Em entrevista a Grazia Paganelli, então
programadora do Museu de Cinema de Turim publicada em Sinais de Vida: Werner
Herzog e o Cinema (Indie Lisboa 70, 2008), Werner Herzog comenta sobre a
principal percepção de Fata Morgana (1971): "Para recordar". Tal
afirmação partiu de uma sugestão de Grazia sobre o filme: o que os olhos vêem e
o que imaginam são dois caminhos diferentes. Em casos de registro de um estado
de espírito, seja ele de um local, grupo ou apenas um personagem, pouco
influenciaria a cronologia ou a quantidade de arcos narrativos ou subterfúgios
dados ao padrão de simbolismos quando se trata de uma experiência metafísica.

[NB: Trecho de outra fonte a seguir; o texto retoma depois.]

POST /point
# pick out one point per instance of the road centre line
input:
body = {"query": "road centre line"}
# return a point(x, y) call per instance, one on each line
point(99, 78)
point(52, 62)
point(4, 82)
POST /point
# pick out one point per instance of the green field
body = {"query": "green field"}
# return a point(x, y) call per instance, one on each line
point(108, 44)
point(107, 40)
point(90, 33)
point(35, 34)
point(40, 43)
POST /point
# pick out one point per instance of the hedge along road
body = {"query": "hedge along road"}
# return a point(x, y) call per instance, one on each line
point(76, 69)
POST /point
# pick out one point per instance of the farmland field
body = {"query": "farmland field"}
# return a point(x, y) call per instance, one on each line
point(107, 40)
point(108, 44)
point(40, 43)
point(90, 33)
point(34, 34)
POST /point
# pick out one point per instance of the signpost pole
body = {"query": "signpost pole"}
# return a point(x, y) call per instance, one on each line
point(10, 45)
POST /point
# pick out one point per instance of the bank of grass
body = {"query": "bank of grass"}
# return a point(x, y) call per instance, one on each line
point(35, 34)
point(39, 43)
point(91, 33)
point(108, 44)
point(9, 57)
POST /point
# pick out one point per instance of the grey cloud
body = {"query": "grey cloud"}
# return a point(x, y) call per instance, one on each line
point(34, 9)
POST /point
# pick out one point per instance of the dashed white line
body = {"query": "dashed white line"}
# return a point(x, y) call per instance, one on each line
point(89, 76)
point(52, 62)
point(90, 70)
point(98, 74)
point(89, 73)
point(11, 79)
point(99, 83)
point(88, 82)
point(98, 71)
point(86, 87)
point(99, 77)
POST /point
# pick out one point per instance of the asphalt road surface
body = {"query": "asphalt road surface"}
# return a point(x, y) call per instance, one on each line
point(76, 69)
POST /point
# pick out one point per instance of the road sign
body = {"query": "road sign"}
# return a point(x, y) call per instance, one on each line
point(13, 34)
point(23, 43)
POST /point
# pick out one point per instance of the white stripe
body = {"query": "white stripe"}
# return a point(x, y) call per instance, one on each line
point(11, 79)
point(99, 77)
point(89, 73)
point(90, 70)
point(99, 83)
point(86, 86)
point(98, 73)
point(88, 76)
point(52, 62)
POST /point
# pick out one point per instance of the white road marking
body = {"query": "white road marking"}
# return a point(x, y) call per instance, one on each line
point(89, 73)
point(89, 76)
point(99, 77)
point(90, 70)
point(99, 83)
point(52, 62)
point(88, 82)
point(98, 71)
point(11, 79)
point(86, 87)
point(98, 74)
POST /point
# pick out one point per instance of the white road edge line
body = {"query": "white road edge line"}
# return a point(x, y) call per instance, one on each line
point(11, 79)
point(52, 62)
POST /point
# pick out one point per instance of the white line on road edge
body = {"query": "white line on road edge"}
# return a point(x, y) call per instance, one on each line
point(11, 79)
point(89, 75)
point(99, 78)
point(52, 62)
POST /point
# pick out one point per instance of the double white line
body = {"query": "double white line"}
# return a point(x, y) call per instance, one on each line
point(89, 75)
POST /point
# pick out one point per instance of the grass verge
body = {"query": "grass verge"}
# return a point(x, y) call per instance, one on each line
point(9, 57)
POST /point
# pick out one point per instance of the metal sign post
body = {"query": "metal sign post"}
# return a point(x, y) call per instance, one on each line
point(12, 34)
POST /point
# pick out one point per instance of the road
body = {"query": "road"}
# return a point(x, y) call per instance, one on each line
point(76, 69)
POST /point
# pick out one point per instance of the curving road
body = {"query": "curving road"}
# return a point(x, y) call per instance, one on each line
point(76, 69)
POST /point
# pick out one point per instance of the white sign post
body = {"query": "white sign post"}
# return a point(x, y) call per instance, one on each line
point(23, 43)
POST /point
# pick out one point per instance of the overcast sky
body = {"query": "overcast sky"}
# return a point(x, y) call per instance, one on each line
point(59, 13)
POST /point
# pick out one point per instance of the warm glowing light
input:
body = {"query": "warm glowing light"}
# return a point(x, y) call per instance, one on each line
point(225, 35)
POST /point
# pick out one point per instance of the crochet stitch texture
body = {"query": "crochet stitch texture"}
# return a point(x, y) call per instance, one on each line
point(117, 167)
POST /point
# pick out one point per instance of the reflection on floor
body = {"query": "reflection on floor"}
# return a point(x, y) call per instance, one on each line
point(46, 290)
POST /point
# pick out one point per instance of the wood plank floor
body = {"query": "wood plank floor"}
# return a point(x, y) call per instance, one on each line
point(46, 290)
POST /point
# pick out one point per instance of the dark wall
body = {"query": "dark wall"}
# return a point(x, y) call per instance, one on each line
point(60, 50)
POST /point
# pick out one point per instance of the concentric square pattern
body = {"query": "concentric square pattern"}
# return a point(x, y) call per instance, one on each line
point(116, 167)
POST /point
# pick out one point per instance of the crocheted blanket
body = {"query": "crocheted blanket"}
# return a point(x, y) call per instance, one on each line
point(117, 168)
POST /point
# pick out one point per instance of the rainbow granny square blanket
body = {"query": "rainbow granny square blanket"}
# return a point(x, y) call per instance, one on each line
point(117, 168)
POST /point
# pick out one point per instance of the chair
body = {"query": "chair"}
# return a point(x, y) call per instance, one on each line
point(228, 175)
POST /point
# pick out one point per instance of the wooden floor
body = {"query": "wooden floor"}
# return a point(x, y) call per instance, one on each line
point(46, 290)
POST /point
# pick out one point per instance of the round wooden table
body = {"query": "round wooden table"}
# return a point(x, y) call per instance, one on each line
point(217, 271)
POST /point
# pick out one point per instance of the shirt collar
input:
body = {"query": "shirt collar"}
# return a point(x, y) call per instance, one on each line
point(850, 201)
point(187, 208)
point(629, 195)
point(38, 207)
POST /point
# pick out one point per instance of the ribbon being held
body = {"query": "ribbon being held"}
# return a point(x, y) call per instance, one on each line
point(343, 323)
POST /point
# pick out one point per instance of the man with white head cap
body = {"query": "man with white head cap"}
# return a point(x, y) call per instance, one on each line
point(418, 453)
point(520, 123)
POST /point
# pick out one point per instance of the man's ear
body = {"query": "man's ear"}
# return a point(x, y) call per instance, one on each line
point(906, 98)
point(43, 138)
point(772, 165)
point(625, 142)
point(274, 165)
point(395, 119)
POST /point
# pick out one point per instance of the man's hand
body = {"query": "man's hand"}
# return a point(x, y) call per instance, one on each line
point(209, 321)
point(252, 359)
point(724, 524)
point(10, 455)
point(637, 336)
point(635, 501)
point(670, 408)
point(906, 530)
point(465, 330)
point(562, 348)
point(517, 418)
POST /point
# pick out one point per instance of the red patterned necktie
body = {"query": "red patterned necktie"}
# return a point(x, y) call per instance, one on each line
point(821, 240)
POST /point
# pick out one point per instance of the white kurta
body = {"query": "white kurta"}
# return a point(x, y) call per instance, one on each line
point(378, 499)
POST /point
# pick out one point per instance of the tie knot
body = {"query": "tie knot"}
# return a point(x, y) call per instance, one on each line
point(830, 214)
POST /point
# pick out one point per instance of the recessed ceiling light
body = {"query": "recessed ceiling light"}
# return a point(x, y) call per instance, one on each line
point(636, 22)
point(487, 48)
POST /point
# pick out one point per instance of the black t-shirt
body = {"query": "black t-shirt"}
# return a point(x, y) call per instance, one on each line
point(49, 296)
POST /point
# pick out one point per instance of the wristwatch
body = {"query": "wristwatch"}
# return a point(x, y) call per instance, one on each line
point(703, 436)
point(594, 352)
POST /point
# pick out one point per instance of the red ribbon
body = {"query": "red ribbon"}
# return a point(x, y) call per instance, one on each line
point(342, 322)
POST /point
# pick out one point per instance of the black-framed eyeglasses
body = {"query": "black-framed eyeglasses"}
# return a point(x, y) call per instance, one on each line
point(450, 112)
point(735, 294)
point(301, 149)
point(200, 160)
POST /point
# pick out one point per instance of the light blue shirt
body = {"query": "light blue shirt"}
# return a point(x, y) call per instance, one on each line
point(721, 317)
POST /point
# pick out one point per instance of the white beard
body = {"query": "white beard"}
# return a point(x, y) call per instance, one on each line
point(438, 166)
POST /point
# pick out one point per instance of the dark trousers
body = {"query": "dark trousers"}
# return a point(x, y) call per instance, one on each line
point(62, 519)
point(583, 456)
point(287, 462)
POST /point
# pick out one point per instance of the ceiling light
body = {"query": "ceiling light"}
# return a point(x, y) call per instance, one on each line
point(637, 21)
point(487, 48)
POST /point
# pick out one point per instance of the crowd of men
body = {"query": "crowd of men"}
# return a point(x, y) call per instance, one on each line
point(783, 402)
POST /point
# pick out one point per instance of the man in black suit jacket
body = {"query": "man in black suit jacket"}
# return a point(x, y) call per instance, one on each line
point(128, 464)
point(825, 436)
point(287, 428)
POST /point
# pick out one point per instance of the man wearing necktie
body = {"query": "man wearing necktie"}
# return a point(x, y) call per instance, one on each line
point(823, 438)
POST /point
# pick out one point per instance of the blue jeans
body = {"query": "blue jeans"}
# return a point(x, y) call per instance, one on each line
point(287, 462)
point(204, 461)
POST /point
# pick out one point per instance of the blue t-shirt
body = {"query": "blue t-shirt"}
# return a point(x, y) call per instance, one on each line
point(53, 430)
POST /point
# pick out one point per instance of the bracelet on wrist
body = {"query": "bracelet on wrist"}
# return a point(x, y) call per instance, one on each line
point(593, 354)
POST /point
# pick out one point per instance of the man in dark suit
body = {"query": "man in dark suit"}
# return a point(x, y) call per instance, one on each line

Rua Secreta é um caso de estrutura que se toma consciência à medida que este
espírito é revelado. Este espectro é apresentado de forma que a política é
parte indivisível das coisas e que a corrupção estará na direção do olhar (a
cidade como nossa extensão), mesmo que o objetivo de uma vida seja fugir desta
entidade.
Desta forma é feita a transposição das ruas da
China para um microorganismo - uma torta espécie de gangue - cujo valorização do que se vê está atrelado
ao diálogo direto com gêneros cinematográficos. Rua Secreta é, em síntese,
feito de associações, justificado pela transformação de um roteiro linear em
híbrido hermenêutico ao habitual escape da própria vida quando a colocamos em
risco, diariamente, sem percebermos. Para isso, o filme de Vivian Qu, adormece
esta percepção com outro diálogo ligado à essência e que transpassa a rotina
com desejos de intensidades diversas. Um paradoxo ligado às mutações cabíveis
muito mais ao roteiro que às emoções do dia-a-dia, e por isso, Rua Secreta é um
filme que sobrevive na superfície.
Há a simetria para que Rua Secreta seja um
filme de gangsteres, um romance inflado e ainda que contido, um discurso
social. Um jogo comum e batido sobre o que se vê e o que se entende, como
afirmara Grazia Paganelli, quando boa parte do que é visto aqui é colocado às
avessas a cada "mudança de gênero". Inevitável é à associação ao
discurso social em função de um tipo de panorama apressado mas suficiente para
a noção de quem e como governa o país. Tudo passará por um "crivo",
este que sempre terá o poder e o dinheiro como balança. Um serviço a queda de
mitos aos quais nossos olhos estão acostumados a ver a cada esquina. Este
olhar, objetivo, afirma que pouco importa o local; trata-se de um diagnóstico
geral e extremamente pessimista.
E demorará para a tênue linha de equilíbrio
narrativo ser transformada em decoração. O que em algum momento foi narrativa é
logo transmutado para uma espécie de montes complementares, ou, como é dito e
cabível a este, uma teia, um quebra-cabeça, quando todos seus elementos são
exibidos. O fim do mistério do tal espírito, por fim, leva ao que mais
importante Rua Secreta guarda: o diálogo com que há na tradição do cinema
chinês contemporâneo (Jia Zhang-Ke, Wong Kar-Wai e Hou Hsiao-Hsien, em
especial). É o fim da zona de conforto e da mudança em função da mobilidade que
interessou a Vivian Qu.
O filme, por fim, está debruçado em um tipo de
controle da História, de um sintoma geral (o desespero) aplicado às convenções,
dadas as proporções, aos cineastas citados. Se vive na inospitalidade de Em
Busca da Vida, se deseja como 2046 e sonha como Café Lumière. Porém, não há
espaço para discutir a memória em Rua Secreta. Há, no máximo, o instinto de
sobrevivência, quando, enfim, o que está diante de nossos olhos, diariamente, é
transformada em ameaça - nem constatação ou imaginação. O passado, está
incrustado nas interferências e desconfortos de uma cidade (nunca identificada)
que reverbera todas as ruas do mundo, que necessitam de uma reação - antes
mesmo de enxergarmos ou respirarmos estas ruas.